Pengaruh Perubahan Iklim Terhadap Spesies Burung Rangkong Paruh Kuning
Berita Baru, Afrika Selatan – Dengan paruhnya yang panjang berwarna kuning dan melengkung ke bawah, rangkong paruh kuning selatan adalah salah satu burung paling agung di dunia hewan.
Dilansir dari Dailymail.co.uk, pada 4 Juli, Spesies ini adalah sepupu dari rangkong paruh merah, yang terkenal sebagai karakter Zazu dari film The Lion King.
Tetapi burung yang menakjubkan itu berisiko musnah oleh perubahan iklim, menurut sebuah studi baru.
Para peneliti dari University of Cape Town mempelajari efek dari suhu udara yang tinggi dan kekeringan pada keberhasilan pengembangbiakan burung-burung di Gurun Kalahari dari 2008-2019.
Temuan mereka mengungkapkan bahwa hasil pembiakan menurun drastis selama ini, dengan peningkatan suhu yang harus disalahkan.
Penelitian sebelumnya telah menunjukkan bagaimana hewan yang hidup di Gurun Kalahari menderita akibat pemanasan global.
Misalnya, penelitian sebelumnya mengungkapkan bagaimana banyak spesies burung sekarang berkembang biak lebih awal dan untuk waktu yang lebih singkat.
Dalam studi baru, tim berangkat untuk menyelidiki dampak perubahan iklim pada rangkong paruh kuning selama periode 10 tahun.
“Ada bukti yang berkembang pesat untuk efek negatif suhu tinggi pada perilaku, fisiologi, perkembangbiakan, dan kelangsungan hidup berbagai spesies burung, mamalia, dan reptil di seluruh dunia,” kata Dr Nicholas Pattinson, penulis pertama studi tersebut.
“Misalnya, peristiwa kematian massal terkait panas selama beberapa hari semakin dicatat, yang tidak diragukan lagi merupakan ancaman bagi kelangsungan populasi dan fungsi ekosistem.”
Para peneliti mempelajari keberhasilan pengembangbiakan pasangan rangkong paruh kuning selatan di kotak sarang kayu di Cagar Alam Sungai Kuruman, dan membandingkan temuan mereka dengan tren iklim di wilayah tersebut.
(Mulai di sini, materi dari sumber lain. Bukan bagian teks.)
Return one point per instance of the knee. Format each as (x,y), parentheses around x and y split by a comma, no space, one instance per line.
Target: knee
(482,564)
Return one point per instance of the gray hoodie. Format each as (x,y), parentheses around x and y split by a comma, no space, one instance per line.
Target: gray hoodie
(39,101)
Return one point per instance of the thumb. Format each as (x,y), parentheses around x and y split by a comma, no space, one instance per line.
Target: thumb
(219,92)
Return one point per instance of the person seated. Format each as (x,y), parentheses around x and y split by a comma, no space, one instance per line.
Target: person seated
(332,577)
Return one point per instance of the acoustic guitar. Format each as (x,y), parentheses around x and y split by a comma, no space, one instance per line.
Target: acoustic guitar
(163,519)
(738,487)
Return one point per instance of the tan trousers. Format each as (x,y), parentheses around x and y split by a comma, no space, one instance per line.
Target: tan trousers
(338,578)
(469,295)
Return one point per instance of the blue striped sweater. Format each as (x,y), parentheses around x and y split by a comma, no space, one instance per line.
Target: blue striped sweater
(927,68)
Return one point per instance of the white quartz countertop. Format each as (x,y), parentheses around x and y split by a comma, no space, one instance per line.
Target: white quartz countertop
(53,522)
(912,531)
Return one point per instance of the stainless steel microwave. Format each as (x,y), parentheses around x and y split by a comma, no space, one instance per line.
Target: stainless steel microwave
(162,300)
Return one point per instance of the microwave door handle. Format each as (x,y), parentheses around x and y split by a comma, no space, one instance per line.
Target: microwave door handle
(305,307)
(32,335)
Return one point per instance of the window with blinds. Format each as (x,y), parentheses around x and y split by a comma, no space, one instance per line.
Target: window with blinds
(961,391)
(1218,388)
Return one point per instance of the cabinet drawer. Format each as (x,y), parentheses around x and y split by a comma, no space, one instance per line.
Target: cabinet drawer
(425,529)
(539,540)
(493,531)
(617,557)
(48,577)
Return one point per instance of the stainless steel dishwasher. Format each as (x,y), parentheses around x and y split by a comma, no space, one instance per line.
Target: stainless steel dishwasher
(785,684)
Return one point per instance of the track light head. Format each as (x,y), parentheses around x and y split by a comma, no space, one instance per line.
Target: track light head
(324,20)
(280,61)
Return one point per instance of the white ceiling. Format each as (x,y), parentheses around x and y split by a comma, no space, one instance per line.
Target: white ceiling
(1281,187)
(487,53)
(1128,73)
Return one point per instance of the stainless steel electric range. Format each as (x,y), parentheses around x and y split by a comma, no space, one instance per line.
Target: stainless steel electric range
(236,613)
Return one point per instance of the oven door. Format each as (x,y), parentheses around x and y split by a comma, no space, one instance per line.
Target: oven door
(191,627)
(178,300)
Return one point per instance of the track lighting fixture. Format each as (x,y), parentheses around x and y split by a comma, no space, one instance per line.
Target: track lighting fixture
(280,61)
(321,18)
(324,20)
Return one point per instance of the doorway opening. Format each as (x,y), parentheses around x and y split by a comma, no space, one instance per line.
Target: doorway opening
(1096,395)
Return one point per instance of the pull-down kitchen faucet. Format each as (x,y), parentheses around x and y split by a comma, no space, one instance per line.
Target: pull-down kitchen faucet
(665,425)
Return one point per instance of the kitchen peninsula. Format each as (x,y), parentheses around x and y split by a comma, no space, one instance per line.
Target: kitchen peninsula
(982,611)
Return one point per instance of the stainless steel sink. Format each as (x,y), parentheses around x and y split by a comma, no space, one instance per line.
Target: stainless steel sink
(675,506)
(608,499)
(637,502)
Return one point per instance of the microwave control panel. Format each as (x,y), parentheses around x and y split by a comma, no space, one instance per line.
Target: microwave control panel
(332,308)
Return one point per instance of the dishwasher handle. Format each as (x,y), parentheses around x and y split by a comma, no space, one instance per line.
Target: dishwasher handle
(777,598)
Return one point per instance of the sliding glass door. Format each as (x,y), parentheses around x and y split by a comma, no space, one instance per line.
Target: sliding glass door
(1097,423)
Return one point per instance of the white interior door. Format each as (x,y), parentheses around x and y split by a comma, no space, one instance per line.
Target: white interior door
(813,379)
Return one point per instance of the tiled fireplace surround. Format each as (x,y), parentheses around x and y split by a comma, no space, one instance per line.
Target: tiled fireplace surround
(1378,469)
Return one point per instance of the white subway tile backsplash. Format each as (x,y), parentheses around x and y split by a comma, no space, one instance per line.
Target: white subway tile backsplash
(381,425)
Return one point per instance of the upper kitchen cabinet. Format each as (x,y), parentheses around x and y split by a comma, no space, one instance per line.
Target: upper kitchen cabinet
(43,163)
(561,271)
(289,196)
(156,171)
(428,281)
Hasil mereka menunjukkan bahwa ketika suhu udara maksimum meningkat, hasil pemuliaan menurun.
“Selama periode pemantauan, efek sub-mematikan dari suhu tinggi (termasuk kompromi mencari makan, penyediaan, dan pemeliharaan massa tubuh) mengurangi kemungkinan rangkong berhasil berkembang biak atau bahkan berkembang biak sama sekali,” jelas Dr Pattinson.
Ketika membandingkan tiga musim pertama (2008-2011) dengan tiga musim terakhir (2016-2019), para peneliti menemukan bahwa persentase rata-rata kotak sarang yang ditempati menurun dari 52 persen menjadi hanya 12 persen.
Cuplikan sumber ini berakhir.